V. LES ARCHIVES : PLUSIEURS DÉFIS CONCOMITTANTS

A. LA FERMETURE PARTIELLE DU SITE DE FONTAINEBLEAU

En application du principe de précaution, le 28 mars dernier, le ministère de la culture et de la communication a dû prendre en urgence la décision d'interdire l'accès de deux des bâtiments (unités U1 et U2) du site des Archives nationales à Fontainebleau . Il s'agit d'une mesure provisoire, n'ayant pas conduit à la fermeture de la totalité du site qui est toujours en fonctionnement, quoique dans des conditions réduites.

Cette décision a été prise à la suite des conclusions du diagnostic technique conduit par l'Opérateur du patrimoine et des projets immobiliers de la culture (OPPIC). Ce dernier a fait état de dégradations structurelles évolutives importantes sur ces bâtiments, risquant de porter atteinte à la sécurité des personnes .

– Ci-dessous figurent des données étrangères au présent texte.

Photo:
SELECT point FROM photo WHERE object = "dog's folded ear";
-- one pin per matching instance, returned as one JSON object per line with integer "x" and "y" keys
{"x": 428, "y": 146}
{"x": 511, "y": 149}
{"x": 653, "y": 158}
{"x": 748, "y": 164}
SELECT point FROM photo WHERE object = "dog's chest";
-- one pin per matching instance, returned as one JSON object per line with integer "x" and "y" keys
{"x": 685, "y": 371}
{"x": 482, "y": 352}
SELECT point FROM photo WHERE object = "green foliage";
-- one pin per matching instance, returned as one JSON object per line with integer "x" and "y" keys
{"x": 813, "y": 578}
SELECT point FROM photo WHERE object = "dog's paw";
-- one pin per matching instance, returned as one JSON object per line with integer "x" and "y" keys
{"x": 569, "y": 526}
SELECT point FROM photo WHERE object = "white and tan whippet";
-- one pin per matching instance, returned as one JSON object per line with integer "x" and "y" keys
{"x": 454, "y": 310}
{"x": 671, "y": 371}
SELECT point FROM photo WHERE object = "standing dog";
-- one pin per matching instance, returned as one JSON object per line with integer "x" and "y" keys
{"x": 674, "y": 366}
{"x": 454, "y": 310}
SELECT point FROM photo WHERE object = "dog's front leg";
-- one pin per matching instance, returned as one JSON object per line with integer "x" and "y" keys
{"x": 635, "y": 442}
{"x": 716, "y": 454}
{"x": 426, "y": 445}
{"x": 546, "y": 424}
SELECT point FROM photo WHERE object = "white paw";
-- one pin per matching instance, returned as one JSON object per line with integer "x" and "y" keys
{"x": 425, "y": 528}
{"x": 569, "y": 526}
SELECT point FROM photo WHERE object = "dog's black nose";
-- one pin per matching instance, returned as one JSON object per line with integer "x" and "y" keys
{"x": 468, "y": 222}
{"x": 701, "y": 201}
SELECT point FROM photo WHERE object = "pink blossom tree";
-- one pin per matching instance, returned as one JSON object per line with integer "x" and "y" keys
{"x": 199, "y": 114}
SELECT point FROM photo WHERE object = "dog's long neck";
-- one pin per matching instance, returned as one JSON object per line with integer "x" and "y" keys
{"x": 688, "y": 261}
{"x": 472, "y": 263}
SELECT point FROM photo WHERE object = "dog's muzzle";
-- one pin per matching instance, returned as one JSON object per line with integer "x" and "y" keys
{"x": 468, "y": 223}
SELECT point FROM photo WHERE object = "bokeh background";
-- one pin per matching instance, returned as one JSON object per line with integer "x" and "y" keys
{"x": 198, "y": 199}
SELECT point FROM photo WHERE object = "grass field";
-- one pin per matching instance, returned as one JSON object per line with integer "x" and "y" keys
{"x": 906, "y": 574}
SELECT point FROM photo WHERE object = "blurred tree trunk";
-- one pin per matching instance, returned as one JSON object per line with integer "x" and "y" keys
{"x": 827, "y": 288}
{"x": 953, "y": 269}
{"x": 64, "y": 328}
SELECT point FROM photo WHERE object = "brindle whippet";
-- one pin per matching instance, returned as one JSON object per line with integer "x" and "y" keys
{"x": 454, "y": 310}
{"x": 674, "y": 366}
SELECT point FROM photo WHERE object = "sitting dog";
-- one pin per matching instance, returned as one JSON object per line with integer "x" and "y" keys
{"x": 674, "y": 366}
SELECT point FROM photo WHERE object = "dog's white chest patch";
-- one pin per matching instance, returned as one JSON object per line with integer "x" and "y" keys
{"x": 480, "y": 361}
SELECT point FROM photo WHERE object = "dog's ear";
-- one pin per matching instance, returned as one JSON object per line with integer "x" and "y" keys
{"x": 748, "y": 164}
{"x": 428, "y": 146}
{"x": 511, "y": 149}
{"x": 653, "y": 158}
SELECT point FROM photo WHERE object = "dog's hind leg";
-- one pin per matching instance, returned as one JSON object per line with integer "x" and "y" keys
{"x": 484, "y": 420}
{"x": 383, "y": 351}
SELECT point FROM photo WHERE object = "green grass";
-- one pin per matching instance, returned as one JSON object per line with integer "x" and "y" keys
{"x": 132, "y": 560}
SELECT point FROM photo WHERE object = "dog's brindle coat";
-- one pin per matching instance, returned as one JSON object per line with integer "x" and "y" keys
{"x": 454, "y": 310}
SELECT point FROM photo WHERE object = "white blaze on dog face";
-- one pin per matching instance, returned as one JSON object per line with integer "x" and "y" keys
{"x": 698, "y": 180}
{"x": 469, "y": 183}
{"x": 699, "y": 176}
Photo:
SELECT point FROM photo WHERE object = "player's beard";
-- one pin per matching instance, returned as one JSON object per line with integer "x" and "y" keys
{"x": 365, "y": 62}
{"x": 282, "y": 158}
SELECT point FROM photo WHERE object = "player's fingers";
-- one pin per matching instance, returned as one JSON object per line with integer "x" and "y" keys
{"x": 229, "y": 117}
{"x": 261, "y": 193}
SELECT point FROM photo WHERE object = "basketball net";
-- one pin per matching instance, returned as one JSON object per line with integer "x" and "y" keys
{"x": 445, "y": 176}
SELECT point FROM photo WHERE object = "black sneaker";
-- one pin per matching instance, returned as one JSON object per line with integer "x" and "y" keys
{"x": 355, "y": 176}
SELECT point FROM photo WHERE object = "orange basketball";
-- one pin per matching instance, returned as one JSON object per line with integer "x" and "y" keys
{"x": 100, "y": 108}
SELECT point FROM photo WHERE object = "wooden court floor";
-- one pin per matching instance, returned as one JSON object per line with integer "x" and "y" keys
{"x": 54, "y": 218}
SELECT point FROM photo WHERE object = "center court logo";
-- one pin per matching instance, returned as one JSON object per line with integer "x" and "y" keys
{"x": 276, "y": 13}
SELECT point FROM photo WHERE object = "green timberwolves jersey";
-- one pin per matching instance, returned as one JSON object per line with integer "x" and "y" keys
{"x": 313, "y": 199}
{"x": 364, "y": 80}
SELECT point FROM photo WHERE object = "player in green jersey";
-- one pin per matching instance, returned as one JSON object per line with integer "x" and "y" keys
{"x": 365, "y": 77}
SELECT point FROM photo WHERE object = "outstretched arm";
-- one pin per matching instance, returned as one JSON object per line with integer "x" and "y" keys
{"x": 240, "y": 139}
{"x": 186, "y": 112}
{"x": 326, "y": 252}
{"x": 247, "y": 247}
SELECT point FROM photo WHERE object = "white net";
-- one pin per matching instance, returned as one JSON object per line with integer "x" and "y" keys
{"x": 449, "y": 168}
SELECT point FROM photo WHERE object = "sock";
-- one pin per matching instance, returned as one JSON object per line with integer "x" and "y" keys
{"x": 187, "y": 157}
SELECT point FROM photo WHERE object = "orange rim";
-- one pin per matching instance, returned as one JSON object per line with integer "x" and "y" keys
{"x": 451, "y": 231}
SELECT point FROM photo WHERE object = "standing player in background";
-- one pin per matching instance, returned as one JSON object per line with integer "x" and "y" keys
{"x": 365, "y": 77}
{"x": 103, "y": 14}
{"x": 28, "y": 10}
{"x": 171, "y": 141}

Construits respectivement en 1977 et en 1984, les bâtiments U1 et U2 ont été implantés sur un terrain marneux instable , qui, en se dilatant, exerce des pressions sur leur structure. Ils subissent en effet depuis l'origine des contraintes liées en grande partie à leur principe constructif. Les armatures de béton armé sont soumises à des mouvements qui les fragilisent, sous l'action combinée des mouvements de terrain résultant, des fluctuations de la nappe d'eau et des opérations successives de chargement et déchargement d'archives.

Les unités U1 et U2 abritent notamment les bureaux des 52 agents travaillant sur le site, une salle de lecture ouverte aux chercheurs et des réserves offrant 60 kilomètres linéaires d'archives . Celles-ci, conservées sur 5 niveaux de sous-sol, sont devenues temporairement inaccessibles, tant pour les lecteurs que pour les producteurs. Il s'agit principalement des archives du Conseil d'État, du Conseil Constitutionnel, de Météo France ainsi que des archives privées déposées par les architectes.

Dans l'attente des conclusions d'une expertise sur l'état des bâtiments demandée à l'OPPIC, le ministère a mis en place les mesures nécessaires pour sécuriser le site et assurer un fonctionnement a minima de celui-ci dans l'intérêt des agents et des usagers.

À court terme, la priorité du ministère de la culture et de la communication a été de permettre la reprise d'activités sur le site, en travaillant sur deux axes : retrouver des conditions de travail satisfaisantes pour les agents et procéder à la récupération des outils de travail restés dans les bâtiments. Une fois connues les conclusions du diagnostic, actuellement réalisé par l'OPPIC, il sera possible de proposer les mesures adaptées.

La situation du site a été débattue lors de quatre réunions du comité d'hygiène, de sécurité et des conditions de travail (CHSCT) spécial de la filière archives qui s'est aussi rendu par deux fois sur place en délégation .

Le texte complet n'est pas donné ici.